All of the aforementioned comments underscore the need for scientific research in hydrogeology. Necessary research is being conducted at many locations regarding how water, energy and substances enter, exit, and migrate through heterogeneous subsurface geologic fabrics. Many potentially valuable approaches are being developed and tested, for example, a variety of geostatistical, geologic-process-mimicking and pattern-mimicking approaches. However, none of the approaches developed to date yet have great practical applicability and are still, indeed, research. These efforts should be continued because none have yet been developed that adequately (meaning, shown to be effective and practicable) deal with heterogeneity without the requirement of immensely detailed and intensive field measurements. Intensive and costly field campaigns cannot be the normal approach to water management, so our field is still floundering regarding how to best describe the subsurface for practical management purposes. Perhaps learning the statistics or patterns of various types of geology from focused intensive measurements in several well-defined type-areas or from geologic process models will help to make statistical approaches more useful in the future, avoiding the need for intensive field programs at each site.
In the view of this writer, the best way to go forward with practical management is to rise above groundwater models as final products, and instead, empower hydrologists to provide advice by using groundwater models in simple ways that are intended to elucidate understanding. Pursuit of complexity in groundwater models intended for practical management is a diversion from the real work at hand.
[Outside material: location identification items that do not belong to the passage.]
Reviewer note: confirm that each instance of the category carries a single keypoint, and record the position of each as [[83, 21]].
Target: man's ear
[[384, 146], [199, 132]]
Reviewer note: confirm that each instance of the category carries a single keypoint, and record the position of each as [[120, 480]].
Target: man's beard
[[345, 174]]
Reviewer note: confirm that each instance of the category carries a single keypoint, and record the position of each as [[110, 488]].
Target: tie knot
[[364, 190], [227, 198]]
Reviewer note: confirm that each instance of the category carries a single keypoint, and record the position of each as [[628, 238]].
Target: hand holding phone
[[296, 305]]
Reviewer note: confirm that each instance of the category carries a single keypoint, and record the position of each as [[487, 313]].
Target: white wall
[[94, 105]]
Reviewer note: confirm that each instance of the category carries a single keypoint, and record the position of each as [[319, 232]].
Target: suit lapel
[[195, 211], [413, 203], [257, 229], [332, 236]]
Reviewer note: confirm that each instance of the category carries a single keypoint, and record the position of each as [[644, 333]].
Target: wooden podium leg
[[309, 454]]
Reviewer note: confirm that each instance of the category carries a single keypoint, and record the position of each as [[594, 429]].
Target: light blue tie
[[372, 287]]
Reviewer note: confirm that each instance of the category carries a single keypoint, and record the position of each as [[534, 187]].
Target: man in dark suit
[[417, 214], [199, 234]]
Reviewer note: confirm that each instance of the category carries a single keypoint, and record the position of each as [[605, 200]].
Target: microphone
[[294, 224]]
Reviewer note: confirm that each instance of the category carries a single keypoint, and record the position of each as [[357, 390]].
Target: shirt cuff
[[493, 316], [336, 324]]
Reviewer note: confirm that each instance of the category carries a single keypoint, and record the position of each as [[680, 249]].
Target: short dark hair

Il semble que la perfection soit atteinte non quand il n’y a plus rien à ajouter, mais quand il n’y a plus rien à retrancher. (It seems that perfection is reached not when there is nothing more to add, but when nothing more can be removed.) (Terre des Hommes [Land of People] by Antoine de Saint Exupéry, a writer, poet and aviator; Saint Exupéry 1939)
Thanks for helpful and critical reviews of part 1 and part 2 of this opinion piece are due to W. Alley and K. Belitz (US Geological Survey), J. Bredehoeft (The Hydrodynamics Group), S. Ge (University of Colorado), and P. Renard (Université de Neuchâtel).